The deployment of half the Dutch police at the July NATO summit in The Hague was particularly revealing. Alongside F-35 jets, drones and roadblocks, the caretaker government staged the largest security operation in Dutch history—not to deter foreign threats but to intimidate the working class.
Dutch hospitals report they will face staff shortages of 60,000 by 2030; student debt has doubled in a decade; 390,000 households cannot afford rent; 60 percent struggle to pay bills; food bank usage has risen by over 30 percent since 2022. Yet, defense spending soars and corporate subsidies remain untouched. This is not merely a budgetary choice—It reflects a ruling class preparing for broader war and social confrontation.
For the Dutch working class, the chief danger in this month’s elections lies in being disarmed by the illusion of voting for a “lesser evil.” The media hypes the Red-Green bloc as the “only hope” against Wilders. History shows that such alliances do not defeat the far right but rather play a pivotal role in emboldening it. Germany’s SPD-Green coalition’s war drive fed the far-right AfD’s rise. A GroenLinks–PvdA led government in the Netherlands similarly will not halt Wilders but prepare his return on a stronger, more reactionary basis.
Wilders’ PVV is leading in the polls, though its support is lower than in the last elections. Its manifesto, “Dit is jouw land” (“This is your land”), spells out a fascistic program, galvanizing lumpen elements into its own version of stormtroopers. The recent neo-fascist riot against immigration in The Hague, parading Dutch colonial VOC flags and those of the notorious fascist NSB party, underscores this trajectory. Passages in the PVV manifesto fuse hardline anti-immigration rhetoric with claims to defend “Dutch identity,” while simultaneously demanding a massive expansion of the state apparatus and a surge in defense spending.

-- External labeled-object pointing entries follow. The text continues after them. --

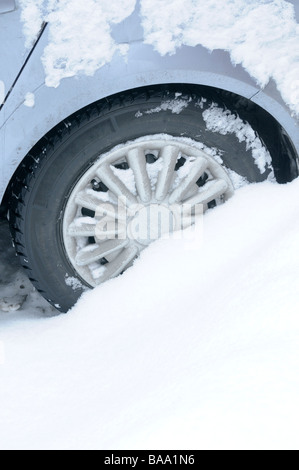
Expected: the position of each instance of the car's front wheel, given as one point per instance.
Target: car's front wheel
(112, 178)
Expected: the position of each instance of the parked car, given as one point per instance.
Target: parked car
(144, 131)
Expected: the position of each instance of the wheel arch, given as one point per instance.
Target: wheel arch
(275, 114)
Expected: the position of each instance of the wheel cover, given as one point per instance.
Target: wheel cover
(132, 196)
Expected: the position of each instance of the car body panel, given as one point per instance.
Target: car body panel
(21, 126)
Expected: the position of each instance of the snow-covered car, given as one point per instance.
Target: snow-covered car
(112, 107)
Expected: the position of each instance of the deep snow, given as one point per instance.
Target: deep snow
(190, 348)
(262, 35)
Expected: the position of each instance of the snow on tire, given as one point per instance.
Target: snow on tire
(151, 148)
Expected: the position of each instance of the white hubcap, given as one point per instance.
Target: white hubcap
(132, 196)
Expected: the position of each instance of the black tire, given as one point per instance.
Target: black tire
(47, 175)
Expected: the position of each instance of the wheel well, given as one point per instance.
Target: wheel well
(275, 138)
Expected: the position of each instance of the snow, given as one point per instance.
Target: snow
(29, 100)
(196, 345)
(80, 39)
(262, 35)
(225, 122)
(190, 348)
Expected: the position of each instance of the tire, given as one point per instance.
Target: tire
(48, 175)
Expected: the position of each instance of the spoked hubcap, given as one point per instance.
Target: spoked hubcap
(132, 196)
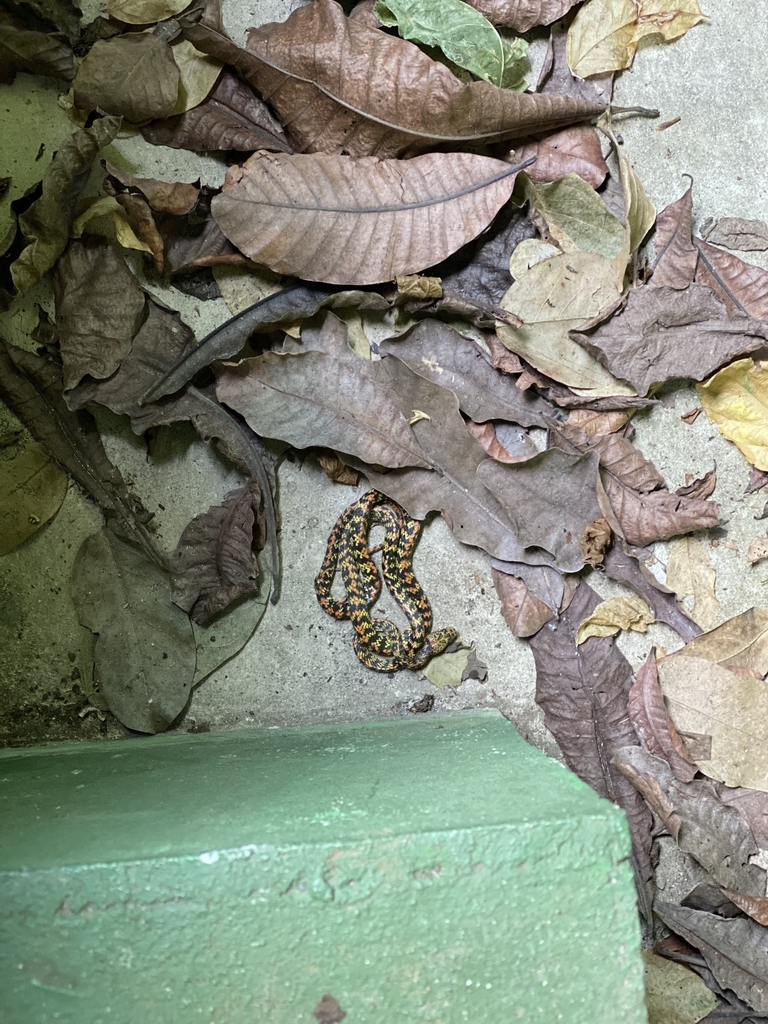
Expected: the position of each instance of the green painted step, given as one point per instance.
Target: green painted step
(434, 869)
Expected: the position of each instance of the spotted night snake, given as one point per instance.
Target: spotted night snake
(378, 643)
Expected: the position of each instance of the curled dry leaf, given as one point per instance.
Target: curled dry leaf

The alternative to the Dutch bourgeoisie’s class war agenda cannot be found in electoral coalitions within the framework of capitalism but only in the independent mobilization of the working class. The strikes on the railways, occupations at Dutch universities and the “Red Line” marches show the potential for a unified movement linking anti-war, anti-austerity and anti-racist struggles. But this requires breaking decisively with GroenLinks-PvdA and the entire apparatus of reformism, its pseudo-left satellites and union bureaucracies. It requires building rank-and-file committees in workplaces, schools and neighborhoods, coordinated nationally and internationally.
The socialist, internationalist perspective is clear: Redirect billions from war to social needs; expropriate banks and corporations under workers’ control; dismantle NATO; unite workers across Europe to build a United Socialist States of Europe. Only this perspective can enable the working class to confront austerity, resist authoritarianism and end imperialist war and genocide. The GroenLinks–PvdA ploy is part of the problem, not the solution. Dutch workers must see through false promises of the media-baptized nominal left, draw crucial historical lessons and build a politically independent revolutionary vanguard.
The choice is crystal clear: Either the working class advances its interests to seize power, or the ruling elite—through Wilders, or Timmermans and the like—will drag society deeper into the quagmire of war, repression and social misery.